What does life look like after a big shift? Well, it looks different. For me, because I wanted it so badly, drastically different. And that's what scares a lot of people, the unknown of change. When you look around, and most of the friends you thought you had are nowhere to be found. Where does everyone go when the party stops?
Was I lonely? Initially, but no more so and not nearly as frequent as going home alone because you're too fucked up to carry on a conversation with someone new, or standing around a table doing lines at 5AM with the same few people. The first part of life after substance use can be lonely at times, but not lonely and sad.
I needed something to replace the parties, to give me a purpose. I talked with my Guide and she directed me to certain classes at the Mystery School. I wound up finding meditations and tools that worked for me. Meditation became my new coping mechanism to replace substances, but so did joy. Substances block out bad feeling, but no one ever told me they block out the good feelings as well. Without substances in my life I started to feel happiness again. Real happiness. From meditating, through the Max Meditation System™ or Sanctuary Meditations, I found a healthy way to deal with stress, and to strengthen my mind so that I didn't slip back into my old routine. Meditations and a ritual practice showed me a method to attain peace and clarity within myself. I learned to work through my problems without pushing them aside. The people I work with and the friends that stuck with me have noticed a huge difference. Noticing how I went from being an irrational hothead to levelheaded guy, performing better in every aspect of life.

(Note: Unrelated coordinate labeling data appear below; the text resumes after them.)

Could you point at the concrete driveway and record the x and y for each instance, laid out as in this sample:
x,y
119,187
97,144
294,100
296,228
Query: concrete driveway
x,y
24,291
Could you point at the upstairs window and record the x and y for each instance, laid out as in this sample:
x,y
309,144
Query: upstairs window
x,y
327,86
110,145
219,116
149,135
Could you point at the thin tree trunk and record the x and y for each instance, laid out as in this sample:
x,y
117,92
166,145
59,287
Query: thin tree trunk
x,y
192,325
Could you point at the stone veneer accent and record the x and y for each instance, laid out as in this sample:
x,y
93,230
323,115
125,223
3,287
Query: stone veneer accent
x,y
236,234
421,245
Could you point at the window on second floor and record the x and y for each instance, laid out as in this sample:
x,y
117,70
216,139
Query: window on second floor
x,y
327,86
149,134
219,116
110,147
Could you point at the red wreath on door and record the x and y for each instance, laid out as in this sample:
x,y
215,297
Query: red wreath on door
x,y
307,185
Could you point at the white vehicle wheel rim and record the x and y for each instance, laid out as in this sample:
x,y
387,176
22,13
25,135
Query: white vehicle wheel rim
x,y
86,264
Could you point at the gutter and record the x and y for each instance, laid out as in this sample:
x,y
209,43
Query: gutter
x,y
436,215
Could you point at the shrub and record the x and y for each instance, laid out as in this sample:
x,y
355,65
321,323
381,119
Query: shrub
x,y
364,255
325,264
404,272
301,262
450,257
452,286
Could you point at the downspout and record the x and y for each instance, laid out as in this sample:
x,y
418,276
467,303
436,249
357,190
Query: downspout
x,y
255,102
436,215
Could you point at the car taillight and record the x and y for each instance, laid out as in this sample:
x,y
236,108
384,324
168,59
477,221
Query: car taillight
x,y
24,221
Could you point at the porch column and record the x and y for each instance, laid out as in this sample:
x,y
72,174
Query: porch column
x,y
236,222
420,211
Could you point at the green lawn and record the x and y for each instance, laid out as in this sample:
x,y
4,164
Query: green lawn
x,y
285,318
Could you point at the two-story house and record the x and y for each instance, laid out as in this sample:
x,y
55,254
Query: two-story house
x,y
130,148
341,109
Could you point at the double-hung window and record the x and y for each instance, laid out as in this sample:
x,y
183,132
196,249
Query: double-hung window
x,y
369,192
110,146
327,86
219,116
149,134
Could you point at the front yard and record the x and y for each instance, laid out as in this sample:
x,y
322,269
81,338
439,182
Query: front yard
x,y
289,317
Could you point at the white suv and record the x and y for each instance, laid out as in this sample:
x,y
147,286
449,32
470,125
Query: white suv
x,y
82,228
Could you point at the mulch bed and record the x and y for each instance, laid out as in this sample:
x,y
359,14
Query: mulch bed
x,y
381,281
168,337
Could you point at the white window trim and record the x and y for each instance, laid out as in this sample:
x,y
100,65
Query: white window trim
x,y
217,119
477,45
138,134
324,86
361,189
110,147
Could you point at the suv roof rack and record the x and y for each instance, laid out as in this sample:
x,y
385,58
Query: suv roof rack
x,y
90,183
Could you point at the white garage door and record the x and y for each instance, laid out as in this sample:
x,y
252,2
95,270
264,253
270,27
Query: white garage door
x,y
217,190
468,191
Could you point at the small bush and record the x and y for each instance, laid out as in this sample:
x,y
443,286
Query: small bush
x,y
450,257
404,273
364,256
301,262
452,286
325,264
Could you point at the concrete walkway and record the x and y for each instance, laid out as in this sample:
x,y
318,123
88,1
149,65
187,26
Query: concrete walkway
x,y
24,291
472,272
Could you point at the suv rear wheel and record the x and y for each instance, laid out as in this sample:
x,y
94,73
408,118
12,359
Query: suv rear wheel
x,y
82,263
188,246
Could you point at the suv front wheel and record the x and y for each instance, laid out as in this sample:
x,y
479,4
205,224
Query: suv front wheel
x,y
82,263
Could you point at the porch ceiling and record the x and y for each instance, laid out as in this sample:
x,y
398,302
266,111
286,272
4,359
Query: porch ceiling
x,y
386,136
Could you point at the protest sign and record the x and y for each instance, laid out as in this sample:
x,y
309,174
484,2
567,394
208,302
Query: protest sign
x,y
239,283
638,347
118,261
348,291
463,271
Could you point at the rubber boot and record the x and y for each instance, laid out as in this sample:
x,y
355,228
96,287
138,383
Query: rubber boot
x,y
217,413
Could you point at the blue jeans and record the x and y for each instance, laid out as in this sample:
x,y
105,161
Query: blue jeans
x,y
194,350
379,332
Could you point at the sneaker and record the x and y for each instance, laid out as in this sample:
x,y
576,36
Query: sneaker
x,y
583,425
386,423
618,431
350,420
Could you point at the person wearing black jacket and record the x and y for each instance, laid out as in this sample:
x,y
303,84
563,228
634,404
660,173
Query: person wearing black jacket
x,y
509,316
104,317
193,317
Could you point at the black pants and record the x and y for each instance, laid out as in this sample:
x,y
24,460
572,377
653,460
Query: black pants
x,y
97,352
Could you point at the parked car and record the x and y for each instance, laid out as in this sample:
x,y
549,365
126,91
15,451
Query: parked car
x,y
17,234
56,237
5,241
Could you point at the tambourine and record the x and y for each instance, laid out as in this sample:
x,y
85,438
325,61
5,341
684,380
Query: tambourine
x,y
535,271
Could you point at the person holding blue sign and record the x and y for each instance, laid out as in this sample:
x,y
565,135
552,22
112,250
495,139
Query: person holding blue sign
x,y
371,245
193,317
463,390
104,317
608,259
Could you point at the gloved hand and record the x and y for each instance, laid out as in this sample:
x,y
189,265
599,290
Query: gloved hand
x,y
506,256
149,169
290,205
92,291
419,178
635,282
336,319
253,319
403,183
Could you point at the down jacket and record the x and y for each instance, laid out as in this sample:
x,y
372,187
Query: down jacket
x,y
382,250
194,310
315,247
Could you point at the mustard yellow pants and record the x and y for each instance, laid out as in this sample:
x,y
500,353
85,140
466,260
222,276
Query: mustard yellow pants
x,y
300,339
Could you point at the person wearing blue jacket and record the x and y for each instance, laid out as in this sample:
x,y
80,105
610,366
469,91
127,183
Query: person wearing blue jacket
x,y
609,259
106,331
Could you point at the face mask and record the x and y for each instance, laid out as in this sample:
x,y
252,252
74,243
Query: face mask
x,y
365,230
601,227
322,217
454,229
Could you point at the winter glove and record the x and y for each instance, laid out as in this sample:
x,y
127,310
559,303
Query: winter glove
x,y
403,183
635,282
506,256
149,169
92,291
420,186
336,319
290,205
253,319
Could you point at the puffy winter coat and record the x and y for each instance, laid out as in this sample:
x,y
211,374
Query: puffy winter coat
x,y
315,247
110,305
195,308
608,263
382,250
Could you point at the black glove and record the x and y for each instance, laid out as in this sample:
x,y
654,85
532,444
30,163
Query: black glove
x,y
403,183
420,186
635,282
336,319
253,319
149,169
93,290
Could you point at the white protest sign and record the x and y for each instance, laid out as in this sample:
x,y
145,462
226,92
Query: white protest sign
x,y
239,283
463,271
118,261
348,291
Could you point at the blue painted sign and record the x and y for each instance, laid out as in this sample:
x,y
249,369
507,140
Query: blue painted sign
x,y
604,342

How does life look now? I went from being that insecure kid to dealing with those issues and making improvements in my life to become stronger. I went from lying to others and myself to telling the truth not having to live out a complicated series of lies. I went from bringing the crutch to my friends (drugs and alcohol) to bringing them support and tools to change. The reason behind my detailed, lengthy story was to illustrate that even someone as far gone as me, and even further, can make a change, can find peace and strength, can find an escape that doesn't come from an outside source, but from within yourself. I am grateful that my past inspired me to wanting the finer things. I have never stopped looking for the best to bring to people. Only now that foundation isn't built on insecurity, it's built on empowerment. I now bring the best of myself to people, and anything I can to help them. The Modern Mystery School have shown me that magick it is real, that it does make a difference in people's lives - no matter how slight their experience with the school may be.
Substances as addictions are a means of escape. When you have a life you love there is nothing you need to escape from.
Finally, I can look at myself in the mirror, and like what I see.